Control for including Plug-in Pages in Menu

What’s the best way to provide a control on whether to include the page added by Plug-in to the menu or not? For normal pages, there’s a checkbox to enable/disable this. Such an option for all available pages would be a good option to have.

I haven’t been able to build a workaround either. Any thoughts on how to simplify this configuration?

When it comes to workarounds, you could add a boolean field to the plug-in, and when it is unchecked, apply the following CSS:

nav a[href='/stats/'] {
  display: none;
}

The link will still be there, but it will not be shown (or read to people using screen readers).

Another approach is to not include the page in menus and have the user of your plug-in add it manually.

2 Likes

I wasn’t aware we could get the site params in CSS too. I thought it would only work with SCSS. Any reference you have come across?

I don’t want to go with the manual option as it needs more steps than what I want users to carry out.

I don’t know about site params in CSS files, but you can take advantage of the fact that we are allowed to add Hugo partials to <head>. Something like this:

{{ if not $.Site.Params.show_stats_in_menu }}
  <style>
    nav a[href='/stats/'] {
      display: none;
    }
  </style>
{{ end }}

I would like to +1 your request to have built-in support for this. Would it be possible to list plug-in supplied pages along user created pages, @manton, and allow people to decide if they should show in the menu?

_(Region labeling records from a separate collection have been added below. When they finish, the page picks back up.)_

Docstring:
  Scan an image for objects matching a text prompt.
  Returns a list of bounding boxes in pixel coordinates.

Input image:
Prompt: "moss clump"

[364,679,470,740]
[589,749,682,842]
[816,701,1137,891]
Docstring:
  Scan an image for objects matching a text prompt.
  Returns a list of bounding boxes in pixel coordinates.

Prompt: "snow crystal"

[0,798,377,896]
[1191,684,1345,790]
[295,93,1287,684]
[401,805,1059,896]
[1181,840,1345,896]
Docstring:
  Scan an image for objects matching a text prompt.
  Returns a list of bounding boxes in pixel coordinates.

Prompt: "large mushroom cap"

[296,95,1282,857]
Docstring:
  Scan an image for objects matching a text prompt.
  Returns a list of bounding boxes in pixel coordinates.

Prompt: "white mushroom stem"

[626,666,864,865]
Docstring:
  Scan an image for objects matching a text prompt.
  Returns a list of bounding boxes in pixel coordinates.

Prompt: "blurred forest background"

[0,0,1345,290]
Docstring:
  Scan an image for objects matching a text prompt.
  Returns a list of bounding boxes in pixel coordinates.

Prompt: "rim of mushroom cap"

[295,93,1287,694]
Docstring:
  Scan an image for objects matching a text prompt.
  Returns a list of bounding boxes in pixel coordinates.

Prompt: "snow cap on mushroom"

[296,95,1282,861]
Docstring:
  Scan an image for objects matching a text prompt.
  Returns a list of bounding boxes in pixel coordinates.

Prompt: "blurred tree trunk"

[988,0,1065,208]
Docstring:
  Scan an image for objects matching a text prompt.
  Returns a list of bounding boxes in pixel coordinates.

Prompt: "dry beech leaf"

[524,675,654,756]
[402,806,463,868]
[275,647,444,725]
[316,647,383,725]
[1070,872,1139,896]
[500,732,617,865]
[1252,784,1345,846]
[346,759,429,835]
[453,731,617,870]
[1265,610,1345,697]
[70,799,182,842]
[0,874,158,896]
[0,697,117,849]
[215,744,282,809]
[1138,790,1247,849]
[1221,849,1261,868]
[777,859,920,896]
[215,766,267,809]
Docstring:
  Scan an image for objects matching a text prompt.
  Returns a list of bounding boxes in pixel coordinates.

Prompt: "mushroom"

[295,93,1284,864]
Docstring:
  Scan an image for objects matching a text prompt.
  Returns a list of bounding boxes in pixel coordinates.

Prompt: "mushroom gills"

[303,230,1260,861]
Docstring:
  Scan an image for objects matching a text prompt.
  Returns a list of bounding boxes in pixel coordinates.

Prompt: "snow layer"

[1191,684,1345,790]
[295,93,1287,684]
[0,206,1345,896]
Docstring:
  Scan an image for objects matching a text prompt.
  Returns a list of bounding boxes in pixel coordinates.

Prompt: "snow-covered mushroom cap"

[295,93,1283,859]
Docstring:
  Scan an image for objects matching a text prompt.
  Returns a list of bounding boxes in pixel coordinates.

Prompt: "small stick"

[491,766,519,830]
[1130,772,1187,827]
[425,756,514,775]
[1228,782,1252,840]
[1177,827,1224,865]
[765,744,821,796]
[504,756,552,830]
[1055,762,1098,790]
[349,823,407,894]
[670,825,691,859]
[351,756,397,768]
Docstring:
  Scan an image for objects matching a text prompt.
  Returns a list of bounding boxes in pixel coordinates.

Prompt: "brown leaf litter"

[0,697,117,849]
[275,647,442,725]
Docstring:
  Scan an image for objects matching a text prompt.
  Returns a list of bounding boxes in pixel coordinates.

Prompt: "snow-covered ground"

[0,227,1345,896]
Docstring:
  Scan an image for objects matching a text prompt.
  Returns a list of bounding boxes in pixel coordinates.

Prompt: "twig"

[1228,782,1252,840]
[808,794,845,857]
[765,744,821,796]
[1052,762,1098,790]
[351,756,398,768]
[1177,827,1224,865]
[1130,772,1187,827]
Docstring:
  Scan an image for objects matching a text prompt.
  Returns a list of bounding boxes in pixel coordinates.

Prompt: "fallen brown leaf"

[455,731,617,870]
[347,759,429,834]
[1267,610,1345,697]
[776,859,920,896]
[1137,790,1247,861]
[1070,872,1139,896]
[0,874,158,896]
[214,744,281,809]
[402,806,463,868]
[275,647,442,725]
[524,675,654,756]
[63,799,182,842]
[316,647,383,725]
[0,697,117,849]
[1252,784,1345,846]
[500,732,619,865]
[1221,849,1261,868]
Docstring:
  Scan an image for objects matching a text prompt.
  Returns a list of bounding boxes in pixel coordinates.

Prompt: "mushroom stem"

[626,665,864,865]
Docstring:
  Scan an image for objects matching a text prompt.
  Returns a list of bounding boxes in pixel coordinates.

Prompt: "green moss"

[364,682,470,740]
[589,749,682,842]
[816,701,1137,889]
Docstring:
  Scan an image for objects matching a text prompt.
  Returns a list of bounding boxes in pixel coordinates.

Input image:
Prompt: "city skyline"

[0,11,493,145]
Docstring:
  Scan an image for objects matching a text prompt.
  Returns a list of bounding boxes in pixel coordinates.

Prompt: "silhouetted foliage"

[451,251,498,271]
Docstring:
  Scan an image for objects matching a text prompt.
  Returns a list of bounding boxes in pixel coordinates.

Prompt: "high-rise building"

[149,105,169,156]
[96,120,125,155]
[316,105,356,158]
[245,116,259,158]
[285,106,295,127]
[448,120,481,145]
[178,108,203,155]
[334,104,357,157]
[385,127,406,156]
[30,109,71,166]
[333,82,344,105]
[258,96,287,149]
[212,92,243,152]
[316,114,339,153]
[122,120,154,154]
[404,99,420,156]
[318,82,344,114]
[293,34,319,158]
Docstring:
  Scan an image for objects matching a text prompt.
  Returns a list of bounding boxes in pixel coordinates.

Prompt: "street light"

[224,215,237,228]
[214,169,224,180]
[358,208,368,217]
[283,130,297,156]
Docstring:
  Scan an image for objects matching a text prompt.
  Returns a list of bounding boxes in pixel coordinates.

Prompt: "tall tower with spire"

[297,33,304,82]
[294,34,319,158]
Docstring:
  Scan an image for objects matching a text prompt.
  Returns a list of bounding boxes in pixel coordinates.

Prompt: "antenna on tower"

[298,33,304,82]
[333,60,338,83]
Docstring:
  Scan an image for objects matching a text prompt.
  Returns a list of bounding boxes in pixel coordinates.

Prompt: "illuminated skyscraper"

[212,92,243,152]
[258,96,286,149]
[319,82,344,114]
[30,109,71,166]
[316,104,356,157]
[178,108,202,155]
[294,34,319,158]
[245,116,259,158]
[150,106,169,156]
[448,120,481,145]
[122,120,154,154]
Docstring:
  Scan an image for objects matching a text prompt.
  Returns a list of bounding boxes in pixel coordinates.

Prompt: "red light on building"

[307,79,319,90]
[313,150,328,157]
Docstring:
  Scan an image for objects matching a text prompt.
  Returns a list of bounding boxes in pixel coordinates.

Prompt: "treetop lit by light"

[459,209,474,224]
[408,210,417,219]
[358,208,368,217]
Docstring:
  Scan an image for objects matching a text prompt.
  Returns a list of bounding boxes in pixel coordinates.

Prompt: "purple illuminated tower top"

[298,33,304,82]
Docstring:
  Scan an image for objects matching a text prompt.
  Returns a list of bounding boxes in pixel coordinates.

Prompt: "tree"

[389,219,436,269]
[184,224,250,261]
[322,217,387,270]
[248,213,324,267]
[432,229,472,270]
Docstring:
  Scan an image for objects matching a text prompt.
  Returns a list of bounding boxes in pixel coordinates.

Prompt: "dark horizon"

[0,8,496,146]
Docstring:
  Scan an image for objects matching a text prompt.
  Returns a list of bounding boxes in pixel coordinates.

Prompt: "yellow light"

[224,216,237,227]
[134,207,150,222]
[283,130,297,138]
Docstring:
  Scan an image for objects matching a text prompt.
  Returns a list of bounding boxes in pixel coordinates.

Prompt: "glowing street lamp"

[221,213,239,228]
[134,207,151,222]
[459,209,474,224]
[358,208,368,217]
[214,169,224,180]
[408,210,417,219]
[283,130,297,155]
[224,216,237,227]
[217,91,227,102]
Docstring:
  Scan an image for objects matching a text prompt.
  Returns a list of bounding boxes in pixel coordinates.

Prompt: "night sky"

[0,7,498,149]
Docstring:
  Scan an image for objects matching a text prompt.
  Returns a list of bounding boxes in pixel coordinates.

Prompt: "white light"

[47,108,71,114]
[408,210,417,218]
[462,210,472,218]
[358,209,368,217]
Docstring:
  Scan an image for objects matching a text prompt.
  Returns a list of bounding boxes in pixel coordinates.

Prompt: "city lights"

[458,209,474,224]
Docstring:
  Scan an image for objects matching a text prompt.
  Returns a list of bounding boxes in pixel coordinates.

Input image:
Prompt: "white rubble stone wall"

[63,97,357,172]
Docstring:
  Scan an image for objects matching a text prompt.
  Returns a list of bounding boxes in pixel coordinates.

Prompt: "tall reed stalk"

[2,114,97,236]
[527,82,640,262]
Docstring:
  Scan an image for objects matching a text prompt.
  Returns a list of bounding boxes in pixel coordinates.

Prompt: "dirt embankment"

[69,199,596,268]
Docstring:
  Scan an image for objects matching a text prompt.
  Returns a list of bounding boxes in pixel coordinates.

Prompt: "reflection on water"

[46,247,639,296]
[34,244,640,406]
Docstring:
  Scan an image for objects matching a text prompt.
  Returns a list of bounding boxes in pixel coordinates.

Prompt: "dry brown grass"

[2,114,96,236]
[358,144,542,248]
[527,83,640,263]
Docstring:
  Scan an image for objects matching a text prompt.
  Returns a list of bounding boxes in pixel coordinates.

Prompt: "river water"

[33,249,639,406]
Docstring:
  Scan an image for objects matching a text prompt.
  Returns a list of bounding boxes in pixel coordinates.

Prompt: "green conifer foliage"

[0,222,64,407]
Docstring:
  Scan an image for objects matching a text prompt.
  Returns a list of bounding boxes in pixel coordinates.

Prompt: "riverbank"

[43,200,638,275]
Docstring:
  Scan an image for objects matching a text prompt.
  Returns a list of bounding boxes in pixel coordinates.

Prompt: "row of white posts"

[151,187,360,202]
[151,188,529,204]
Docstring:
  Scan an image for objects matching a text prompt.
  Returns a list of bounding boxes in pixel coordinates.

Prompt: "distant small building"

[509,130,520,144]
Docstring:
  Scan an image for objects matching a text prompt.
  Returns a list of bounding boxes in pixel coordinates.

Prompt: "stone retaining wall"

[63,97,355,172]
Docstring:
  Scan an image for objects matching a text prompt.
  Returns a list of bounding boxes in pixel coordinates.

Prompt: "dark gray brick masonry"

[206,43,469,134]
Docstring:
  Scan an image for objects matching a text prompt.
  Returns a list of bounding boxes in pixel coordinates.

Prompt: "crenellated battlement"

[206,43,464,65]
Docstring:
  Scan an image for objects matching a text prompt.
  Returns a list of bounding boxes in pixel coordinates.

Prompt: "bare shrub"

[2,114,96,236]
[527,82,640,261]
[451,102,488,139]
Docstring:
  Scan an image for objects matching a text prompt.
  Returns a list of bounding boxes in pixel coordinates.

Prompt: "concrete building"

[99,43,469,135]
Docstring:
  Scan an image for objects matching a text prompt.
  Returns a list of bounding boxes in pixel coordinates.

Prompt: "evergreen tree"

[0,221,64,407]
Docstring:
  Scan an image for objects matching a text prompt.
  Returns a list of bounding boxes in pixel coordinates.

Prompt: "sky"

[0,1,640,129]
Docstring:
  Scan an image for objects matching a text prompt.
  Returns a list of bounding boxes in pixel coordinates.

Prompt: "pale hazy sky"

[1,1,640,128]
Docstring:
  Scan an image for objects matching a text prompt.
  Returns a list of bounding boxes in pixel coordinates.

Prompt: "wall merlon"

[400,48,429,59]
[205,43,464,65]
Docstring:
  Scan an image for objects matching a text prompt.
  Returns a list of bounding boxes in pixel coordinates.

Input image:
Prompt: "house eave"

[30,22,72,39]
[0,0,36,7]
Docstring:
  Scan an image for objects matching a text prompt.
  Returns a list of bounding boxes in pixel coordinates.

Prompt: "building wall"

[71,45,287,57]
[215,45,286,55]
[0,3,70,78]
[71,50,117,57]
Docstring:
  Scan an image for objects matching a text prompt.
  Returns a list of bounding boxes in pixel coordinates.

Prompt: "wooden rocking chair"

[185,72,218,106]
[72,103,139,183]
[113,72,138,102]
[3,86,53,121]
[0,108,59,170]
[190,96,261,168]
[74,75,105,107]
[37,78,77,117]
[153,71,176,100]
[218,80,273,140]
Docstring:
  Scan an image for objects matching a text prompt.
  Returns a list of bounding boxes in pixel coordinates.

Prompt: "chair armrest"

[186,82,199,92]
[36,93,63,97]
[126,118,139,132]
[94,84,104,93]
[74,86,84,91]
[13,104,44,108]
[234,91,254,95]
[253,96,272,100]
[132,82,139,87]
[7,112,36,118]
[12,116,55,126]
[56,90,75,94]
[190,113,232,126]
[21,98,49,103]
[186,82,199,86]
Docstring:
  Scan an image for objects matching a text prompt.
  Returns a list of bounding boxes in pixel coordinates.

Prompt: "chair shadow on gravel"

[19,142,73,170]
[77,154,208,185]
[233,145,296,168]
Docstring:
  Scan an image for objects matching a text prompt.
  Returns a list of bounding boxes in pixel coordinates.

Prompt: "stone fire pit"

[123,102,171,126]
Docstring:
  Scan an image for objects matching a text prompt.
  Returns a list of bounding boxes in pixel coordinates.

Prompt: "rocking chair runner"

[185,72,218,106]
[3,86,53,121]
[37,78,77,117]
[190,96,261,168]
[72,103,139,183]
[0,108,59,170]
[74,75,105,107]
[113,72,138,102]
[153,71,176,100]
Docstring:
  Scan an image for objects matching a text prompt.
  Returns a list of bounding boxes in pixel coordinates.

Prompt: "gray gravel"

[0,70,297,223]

Thank you for that workaround. But again, that’s theme-specific, and I really do not want users to mess with their themes to decide whether to include a page in the menu. @manton It would be perfect if plug-in pages also had a custom option on whether to be included in the menu.

No, people should not have to mess with themes for this workaround. Just check (or uncheck) a checkbox. :blush:

Plug-ins can add partial includes to <head> via plugin.json:

{
  "version": "1.0",
  "title": "My plug-in",
  "description": "1-2 sentences about what this plug-in offers.",
  "includes": [
    "amits-awesome-menu-hack.html"
  ]
}

All the first-party themes support this. Sure, third-party theme developers can omit support as of now. But I think that might change in the future. That is to say, to be allowed in the official plug-in directory, themes must implement support for Micro.blog features like partial includes. (Correct me if I’m wrong here, @manton.)

So, I would say this is an excellent workaround. It will work for everyone using first-party themes and, I would guess, most people using third-party themes.

I had implemented this but as you may be aware, it is just hiding the display so you can clearly see a gap between menu items. So functionally good but aesthetically, not so much.

I agree that any plugin that adds a page should have a box to check/uncheck to enable seeing it or not in the menu. For e.g., the author may want to use Stats but not share it with their readers.

To be honest, I’m not super clear how micro.blog builds the nav list. The theme I’m working in right now is just grabbing data from config.json but I’d love a better understanding of where those links are stored and how to add custom pages to that places versus what I do now, which is hand code routes.

I guess that could happen, but it should be rare. display: none; turns off the display of an element:

Turns off the display of an element so that it has no effect on layout (the document is rendered as though the element did not exist).

display - CSS: Cascading Style Sheets | MDN

On which site did you see that gap?

I’m going to update the documentation somewhere to better describe the features that themes should support so that plug-ins work. I’ve wondered if Micro.blog should automatically insert the required HTML in templates, but it’s probably better if themes have control over it, just in case they need to do something a little different. (Still on the fence about this a little.)

I’ve been thinking about making partials of any code that’s micro.blog specific. I think docs on plug-in support would go a long way to helping folks know what plug-ins are really meant to do. I also think a guide on what MB expects or will do would help a lot with theme conversions.

That’s a good idea. I’m thinking we should move some of the Micro.blog-specific HTML into shared partials like microblog_head.html and microblog_footer.html. That would be a little more self-documenting too for existing themes.

In a custom theme, you can template anything you would stick under static/assets by sticking it under assets instead and using resources.ExecuteAsTemplate. Doing this for CSS files would be identical to the way I do this for Javascript files. Doing this for Sass files is only different in that you need the additional toCSS call to compile the Sass.

Side note: you can even generate a resource from a string and then execute as a template, though I’ve yet to find the need.